Historic house in South Carolina, United States

Craig House is a historic home located near Lancaster, Lancaster County, South Carolina. The House was originally owned by John Craig, Esquire, whose family originated in southwestern Scotland, immigrated to South Carolina from Northern Ireland in 1772. After receiving a land grant in Lancaster County from King George III, Craig bought additional land in the Waxhaws in 1773.

John Craig, Esquire and several of his sons fought in the Revolutionary War battles that occurred in the vicinity. The current Craig House dates from the early 1830s, and was originally a federal-style farmhouse. In 1901, it was significantly enlarged with a Victorian front addition by John Edgar and Amanda Drennan Craig, who were married in 1883 at Kilburnie, then the residence of the Drennans.

John E. Craig Jr. inherited Craig house after the death of both parents in 1989. His twin brother Bill Craig restored the house over a two-year period. in 2002 a wing was added in the back to accommodate the furnishings of the vacated Manhattan apartment. The old kitchen was removed in 2015 and replaced with a two-story addition and elevator.

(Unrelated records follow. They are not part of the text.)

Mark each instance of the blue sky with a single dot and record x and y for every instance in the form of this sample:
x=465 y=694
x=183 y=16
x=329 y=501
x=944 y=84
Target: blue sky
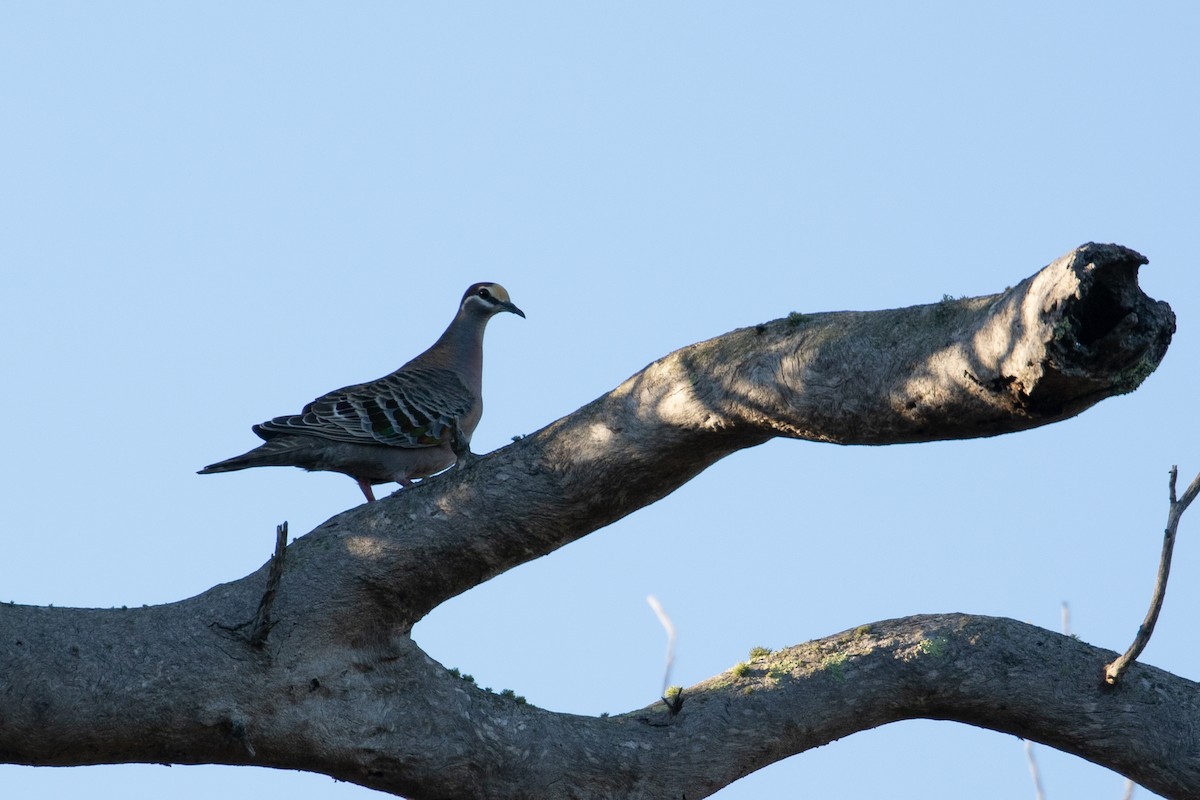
x=214 y=212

The fields and woods surrounding historic Craig House are all part of pre-Civil War Craig Farm, which included more than a thousand acres of the area between Highways 200 and 521 from Montgomery Lane to several miles north of Cane Creek.
Craig Farm today consists of close to 400 acres, owned by the five siblings of the current Craig generation and Johannes Tromp, and is operated as a cattle farm by Bill Craig, the twin brother of Kilburnie partner John Craig.

The House is a two-story, originally L-shaped, frame clapboard covered frame dwelling, with several rear additions. It features a porch and second story balcony.

It was added to the National Register of Historic Places in 1990.